Sicherheitskräfte haben Hunderte, möglicherweise auch Tausende oppositionelle Politiker und Rechtsanwälte verhaftet, die bei der jüngsten öffentlichen Kampagne gegen die Militärherrschaft eine Rolle spielten. Sie werden auf unbestimmte Zeit und ohne Anklageerhebung festgehalten. Unter den Verhafteten sind Javed Hashmi, der Anführer der Pakistanischen Muslim Liga (Nawaz), und Aitaz Ashan, der Vorsitzende von Pakistans Rechtsanwaltskammer und prominenter Unterstützer der PPP (der Pakistanischen Volkspartei).

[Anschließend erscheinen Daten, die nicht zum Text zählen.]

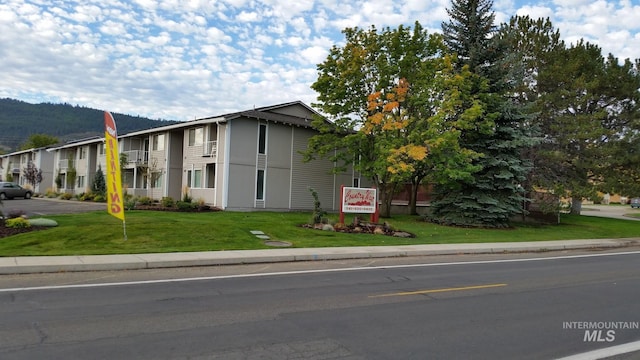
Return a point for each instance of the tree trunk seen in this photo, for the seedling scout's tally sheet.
(413, 198)
(385, 202)
(576, 206)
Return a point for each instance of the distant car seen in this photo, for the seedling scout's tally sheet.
(10, 190)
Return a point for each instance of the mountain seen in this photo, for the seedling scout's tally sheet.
(19, 120)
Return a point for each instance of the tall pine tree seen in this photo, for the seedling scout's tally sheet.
(494, 195)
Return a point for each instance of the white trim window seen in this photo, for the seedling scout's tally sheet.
(158, 142)
(196, 137)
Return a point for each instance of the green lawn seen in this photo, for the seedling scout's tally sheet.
(151, 231)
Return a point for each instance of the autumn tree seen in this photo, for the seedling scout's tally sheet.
(32, 174)
(37, 141)
(377, 93)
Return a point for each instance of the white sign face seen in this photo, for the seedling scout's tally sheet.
(359, 200)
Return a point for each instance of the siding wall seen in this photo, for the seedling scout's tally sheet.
(315, 174)
(242, 163)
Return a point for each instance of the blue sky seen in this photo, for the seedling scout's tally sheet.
(187, 59)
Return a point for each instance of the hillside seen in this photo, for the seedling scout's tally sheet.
(19, 120)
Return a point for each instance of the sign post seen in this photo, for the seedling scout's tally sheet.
(358, 200)
(115, 203)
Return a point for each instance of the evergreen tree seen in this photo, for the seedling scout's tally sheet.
(494, 195)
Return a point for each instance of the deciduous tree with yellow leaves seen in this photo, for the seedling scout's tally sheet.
(390, 97)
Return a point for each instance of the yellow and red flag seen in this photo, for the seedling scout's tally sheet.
(115, 204)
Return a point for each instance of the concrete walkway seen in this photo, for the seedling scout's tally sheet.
(49, 264)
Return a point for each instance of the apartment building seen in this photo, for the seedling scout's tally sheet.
(247, 160)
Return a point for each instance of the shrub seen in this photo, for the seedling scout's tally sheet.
(17, 223)
(318, 213)
(168, 201)
(15, 214)
(185, 206)
(130, 202)
(86, 197)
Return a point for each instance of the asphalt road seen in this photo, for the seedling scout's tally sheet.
(518, 309)
(44, 206)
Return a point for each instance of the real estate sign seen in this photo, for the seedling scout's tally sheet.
(359, 200)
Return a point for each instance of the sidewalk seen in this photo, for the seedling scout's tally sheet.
(50, 264)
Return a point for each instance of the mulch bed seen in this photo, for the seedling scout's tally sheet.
(364, 228)
(6, 231)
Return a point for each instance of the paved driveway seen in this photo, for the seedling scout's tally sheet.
(44, 206)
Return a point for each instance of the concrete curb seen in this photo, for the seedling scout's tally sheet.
(53, 264)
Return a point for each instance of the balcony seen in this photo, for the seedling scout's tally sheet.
(210, 148)
(137, 156)
(64, 164)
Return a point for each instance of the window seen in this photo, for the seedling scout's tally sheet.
(194, 178)
(210, 176)
(196, 137)
(260, 185)
(197, 178)
(156, 180)
(262, 139)
(158, 142)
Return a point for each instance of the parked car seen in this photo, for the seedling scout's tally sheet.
(10, 190)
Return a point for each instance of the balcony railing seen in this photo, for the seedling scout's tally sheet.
(137, 156)
(210, 148)
(65, 163)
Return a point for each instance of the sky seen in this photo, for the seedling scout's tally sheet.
(189, 59)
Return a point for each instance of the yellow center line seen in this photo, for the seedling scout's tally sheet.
(418, 292)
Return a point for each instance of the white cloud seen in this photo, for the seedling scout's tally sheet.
(180, 59)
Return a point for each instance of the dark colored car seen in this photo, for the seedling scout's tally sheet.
(10, 190)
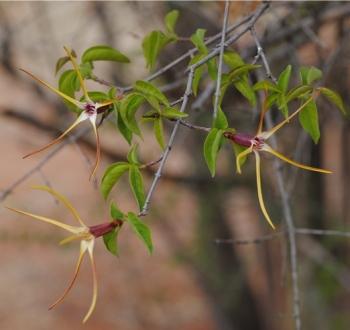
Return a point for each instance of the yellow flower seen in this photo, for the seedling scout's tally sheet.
(86, 235)
(257, 143)
(89, 108)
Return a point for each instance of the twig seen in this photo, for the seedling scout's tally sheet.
(38, 166)
(151, 163)
(169, 146)
(231, 40)
(285, 203)
(195, 127)
(221, 55)
(257, 240)
(192, 51)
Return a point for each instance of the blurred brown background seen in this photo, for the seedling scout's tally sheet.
(191, 282)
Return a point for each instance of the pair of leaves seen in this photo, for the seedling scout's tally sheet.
(156, 117)
(140, 228)
(115, 171)
(155, 41)
(95, 53)
(69, 82)
(308, 117)
(238, 76)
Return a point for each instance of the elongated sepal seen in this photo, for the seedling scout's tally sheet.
(90, 247)
(63, 200)
(98, 149)
(53, 89)
(71, 283)
(81, 118)
(240, 156)
(259, 189)
(267, 148)
(74, 230)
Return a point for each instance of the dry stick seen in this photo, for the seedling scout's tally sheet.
(285, 203)
(192, 51)
(169, 145)
(251, 19)
(221, 55)
(232, 39)
(301, 231)
(38, 166)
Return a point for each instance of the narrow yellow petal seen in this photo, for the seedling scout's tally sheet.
(74, 230)
(63, 200)
(260, 195)
(104, 103)
(240, 155)
(267, 148)
(77, 121)
(98, 149)
(71, 283)
(267, 134)
(76, 68)
(262, 114)
(94, 276)
(53, 89)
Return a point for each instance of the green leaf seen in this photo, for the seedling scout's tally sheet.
(333, 97)
(128, 108)
(103, 53)
(211, 148)
(246, 90)
(111, 177)
(198, 40)
(159, 132)
(110, 240)
(237, 149)
(152, 101)
(123, 129)
(212, 69)
(265, 85)
(141, 230)
(297, 92)
(170, 21)
(283, 79)
(233, 60)
(146, 88)
(310, 74)
(116, 214)
(242, 70)
(61, 62)
(96, 96)
(69, 84)
(173, 113)
(152, 45)
(220, 121)
(308, 118)
(132, 155)
(136, 184)
(198, 73)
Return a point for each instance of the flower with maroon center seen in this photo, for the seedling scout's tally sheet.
(257, 143)
(83, 233)
(89, 108)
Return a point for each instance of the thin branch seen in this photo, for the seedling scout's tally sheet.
(221, 55)
(257, 240)
(43, 161)
(168, 147)
(192, 51)
(231, 40)
(287, 212)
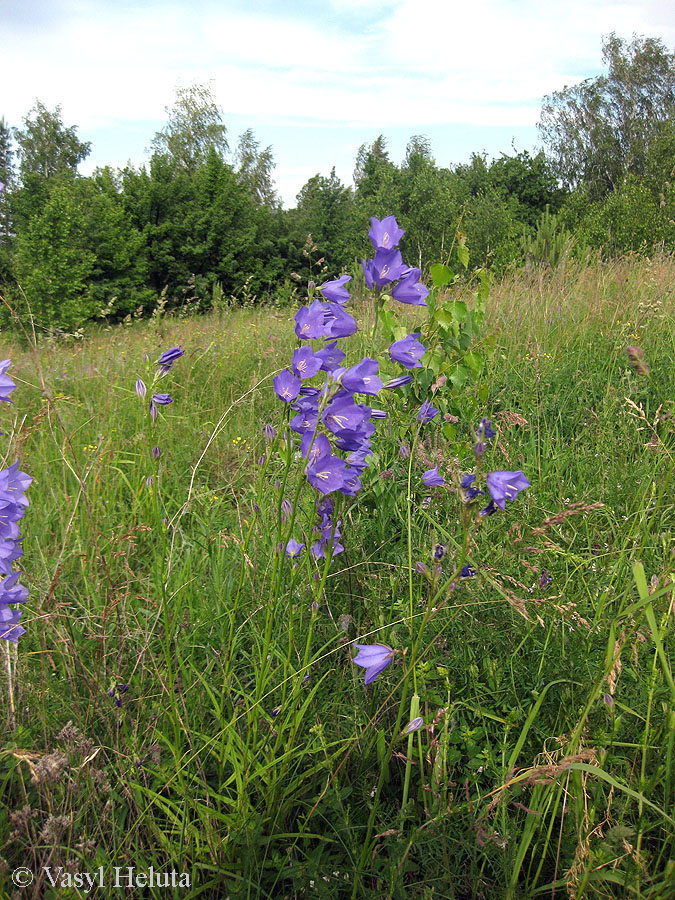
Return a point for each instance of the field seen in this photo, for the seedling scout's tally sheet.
(185, 697)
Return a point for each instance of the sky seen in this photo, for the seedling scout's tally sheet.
(315, 79)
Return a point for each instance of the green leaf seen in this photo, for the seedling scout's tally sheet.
(441, 275)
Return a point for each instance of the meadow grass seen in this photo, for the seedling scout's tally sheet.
(545, 764)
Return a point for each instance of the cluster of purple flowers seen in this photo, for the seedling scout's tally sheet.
(388, 267)
(347, 424)
(164, 364)
(13, 503)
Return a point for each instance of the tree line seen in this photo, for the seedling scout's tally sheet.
(201, 221)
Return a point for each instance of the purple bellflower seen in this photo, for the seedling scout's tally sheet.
(387, 266)
(469, 491)
(362, 378)
(309, 322)
(408, 351)
(505, 486)
(338, 322)
(6, 383)
(374, 658)
(294, 549)
(410, 291)
(287, 386)
(326, 473)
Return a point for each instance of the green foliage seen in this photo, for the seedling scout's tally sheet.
(46, 148)
(53, 266)
(550, 242)
(603, 129)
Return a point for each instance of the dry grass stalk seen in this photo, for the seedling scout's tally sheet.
(572, 510)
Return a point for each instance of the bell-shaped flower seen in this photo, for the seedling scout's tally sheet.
(433, 478)
(338, 322)
(309, 321)
(331, 356)
(387, 266)
(505, 486)
(410, 291)
(374, 658)
(408, 351)
(342, 414)
(386, 234)
(335, 291)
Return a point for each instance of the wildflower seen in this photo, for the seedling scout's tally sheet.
(6, 383)
(636, 357)
(469, 492)
(338, 322)
(335, 291)
(410, 291)
(294, 549)
(505, 486)
(115, 693)
(326, 473)
(362, 377)
(426, 413)
(393, 383)
(432, 478)
(168, 358)
(414, 725)
(386, 234)
(374, 658)
(304, 363)
(408, 351)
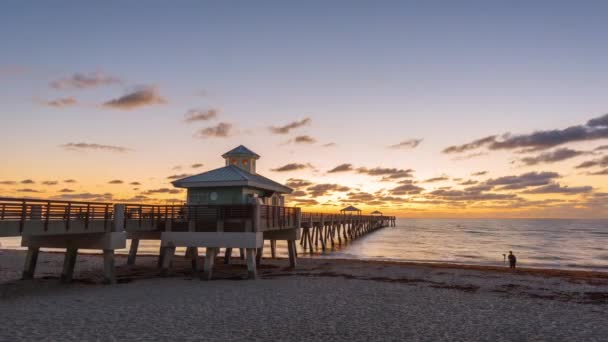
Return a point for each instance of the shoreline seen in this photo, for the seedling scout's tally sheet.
(321, 299)
(532, 271)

Alle nicht-staatlichen Fernsehanstalten und einige internationale Radiosender, darunter BBC World, gingen am Sonntag nicht auf Sendung. Die Polizei und paramilitärische Einheiten bewachen Kontrollpunkte in der Hauptstadt und haben laut Presseberichten schnell jeden Protest unterbunden.

Musharraf hat den Vorsitzenden Richter des Obersten Gerichtshofs, Iftikhar Muhammad Chaudhry, seines Amtes enthoben. Chaudhry und sechs andere Richter des Obersten Gerichtshofs, die sich geweigert hatten, die Ausnahmeverordnung des Generals zu billigen - die so genannte provisorische Verfassungsverordnung [Provisional Constitutional Order (PCO)] - sind unter Hausarrest gestellt worden. Der Richter Abdul Hameed Dogar, ein williger Gefolgsmann von Musharraf, wurde an die Stelle von Chaudhry gesetzt. Die obersten Bezirksgerichtshöfe, wo viele Richter es entweder ablehnten, Musharrafs's PCO anzuerkennen oder gar nicht erst gefragt wurden, sind ebenfalls gesäubert worden.

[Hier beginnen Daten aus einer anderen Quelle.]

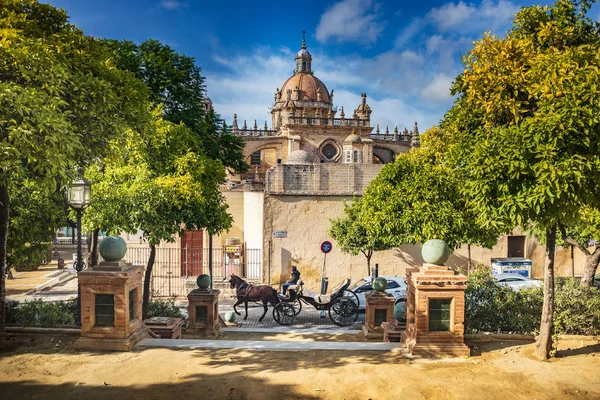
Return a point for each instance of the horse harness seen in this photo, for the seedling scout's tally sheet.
(244, 290)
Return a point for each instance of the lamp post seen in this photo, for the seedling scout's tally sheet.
(78, 197)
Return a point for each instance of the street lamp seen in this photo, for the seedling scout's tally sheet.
(78, 197)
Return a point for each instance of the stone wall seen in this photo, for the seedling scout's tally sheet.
(321, 179)
(306, 219)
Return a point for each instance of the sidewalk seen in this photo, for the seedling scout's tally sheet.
(26, 283)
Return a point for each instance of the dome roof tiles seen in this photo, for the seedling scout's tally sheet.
(308, 85)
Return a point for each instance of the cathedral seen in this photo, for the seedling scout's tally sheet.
(303, 170)
(314, 158)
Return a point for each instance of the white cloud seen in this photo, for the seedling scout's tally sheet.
(173, 4)
(438, 89)
(392, 80)
(350, 20)
(492, 15)
(451, 15)
(412, 29)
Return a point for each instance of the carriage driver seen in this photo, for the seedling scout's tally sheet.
(293, 280)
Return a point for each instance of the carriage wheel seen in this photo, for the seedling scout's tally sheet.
(343, 310)
(284, 313)
(297, 304)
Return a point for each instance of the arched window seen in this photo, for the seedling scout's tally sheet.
(255, 158)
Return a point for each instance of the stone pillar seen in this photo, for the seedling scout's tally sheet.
(203, 311)
(435, 312)
(379, 309)
(111, 307)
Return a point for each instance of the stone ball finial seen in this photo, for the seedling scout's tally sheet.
(380, 284)
(203, 281)
(112, 248)
(435, 251)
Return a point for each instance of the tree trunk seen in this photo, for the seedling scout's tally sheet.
(469, 261)
(147, 279)
(94, 248)
(544, 342)
(589, 270)
(4, 208)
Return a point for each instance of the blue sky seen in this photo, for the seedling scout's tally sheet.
(404, 55)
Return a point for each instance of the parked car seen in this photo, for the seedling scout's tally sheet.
(396, 287)
(516, 281)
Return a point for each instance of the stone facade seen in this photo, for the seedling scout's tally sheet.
(123, 287)
(426, 334)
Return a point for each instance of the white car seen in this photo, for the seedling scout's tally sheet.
(396, 287)
(516, 281)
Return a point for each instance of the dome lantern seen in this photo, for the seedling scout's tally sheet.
(303, 58)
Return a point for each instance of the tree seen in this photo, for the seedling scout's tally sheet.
(61, 102)
(177, 85)
(417, 198)
(162, 184)
(583, 233)
(351, 235)
(35, 215)
(525, 129)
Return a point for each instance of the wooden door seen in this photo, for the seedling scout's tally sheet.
(192, 253)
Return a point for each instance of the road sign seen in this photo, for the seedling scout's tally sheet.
(326, 247)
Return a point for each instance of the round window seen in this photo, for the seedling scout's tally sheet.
(329, 151)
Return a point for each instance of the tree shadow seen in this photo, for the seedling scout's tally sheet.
(479, 348)
(593, 348)
(234, 385)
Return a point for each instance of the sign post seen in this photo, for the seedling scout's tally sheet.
(326, 247)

All dies Schritten sind mit der Drohung des Militärs verbunden, umfassende Gewaltmaßnahmen zu ergreifen, sollte sich das pakistanische Volk widersetzen. Dass Musharraf in seiner Funktion als Chef der pakistanischen Streitkräfte eine PCO erlassen hat, anstatt auf die Notstandsvollmachten zurückzugreifen, die ihm als Präsidenten laut der Verfassung von 1973 zustehen, macht deutlich, wie weit seine Machtanmaßung und seine Bereitschaft, das Land zu militarisieren, gehen.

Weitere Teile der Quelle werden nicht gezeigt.